Sixty years ago, the Washington Figure Skating Club became a full-fledged member of the United States Figures Skating Association, following a year as a probationary organization. The organizer, and first president, was Dr. Christopher Meyer. Skating sessions were held in the Riverside Stadium, located on a site near where the Kennedy Center for the Performing Arts now stands. It was an outdoor, artificial surface. The refrigeration, interestingly enough, came from the Christian Heirich Brewery located just across the street, now a maze of roads.
A year later (1939), the rink was enclosed and the club staged its first carnival. Scrapbooks reveal that approximately 2,000 people attended it. After its enclosure, Riverside Stadium became the Washington D.C. stop for the Ice Follies, one of the major traveling ice extravaganzas.

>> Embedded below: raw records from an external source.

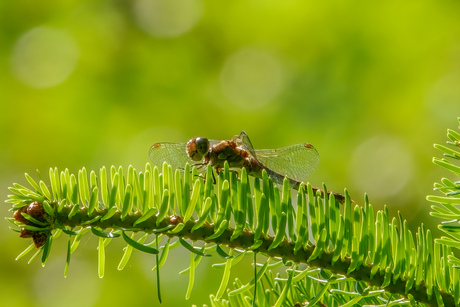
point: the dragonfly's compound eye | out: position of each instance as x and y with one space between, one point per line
197 148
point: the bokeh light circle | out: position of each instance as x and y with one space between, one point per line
251 78
167 18
381 166
44 57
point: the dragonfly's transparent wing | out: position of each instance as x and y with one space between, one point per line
172 153
296 161
243 142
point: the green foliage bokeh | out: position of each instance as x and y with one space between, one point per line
92 83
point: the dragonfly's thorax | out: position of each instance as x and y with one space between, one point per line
227 151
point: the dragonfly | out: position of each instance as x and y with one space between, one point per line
294 162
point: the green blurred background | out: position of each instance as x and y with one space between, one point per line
90 83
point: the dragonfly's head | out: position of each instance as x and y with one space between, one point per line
197 148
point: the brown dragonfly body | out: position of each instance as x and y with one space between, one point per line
294 162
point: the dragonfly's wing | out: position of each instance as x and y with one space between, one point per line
296 161
243 142
172 153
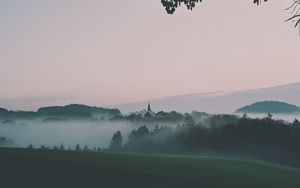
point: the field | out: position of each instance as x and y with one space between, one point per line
37 168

Little did we know at that time, that one of its headliners, Osborne Colson, Champion of Canada, would exert his considerable influence on the Club when he joined the coaching staff in 1946.

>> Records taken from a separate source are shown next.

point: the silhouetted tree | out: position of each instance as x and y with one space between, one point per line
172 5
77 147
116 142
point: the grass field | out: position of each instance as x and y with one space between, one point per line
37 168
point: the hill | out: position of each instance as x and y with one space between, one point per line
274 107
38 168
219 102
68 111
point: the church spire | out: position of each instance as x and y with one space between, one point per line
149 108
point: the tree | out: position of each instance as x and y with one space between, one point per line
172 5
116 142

That same year, the Chevy Chase Ice Palace was constructed on Connecticut Avenue. The ice surface (somewhat smaller in size than the surfaces to which we are now accustomed) was located on the second floor along side a furrier. The building also contained two floors for bowling.
In 1941, the Washington Figure Skating Club moved its headquarters to the Ice Palace, absorbing members of the Skating Club of Washington to become in the fullest sense, the Washington Figure Skating Club Inc. This merger brought into the fold many dynamic personalities and talents that contributed greatly to the club's development and success.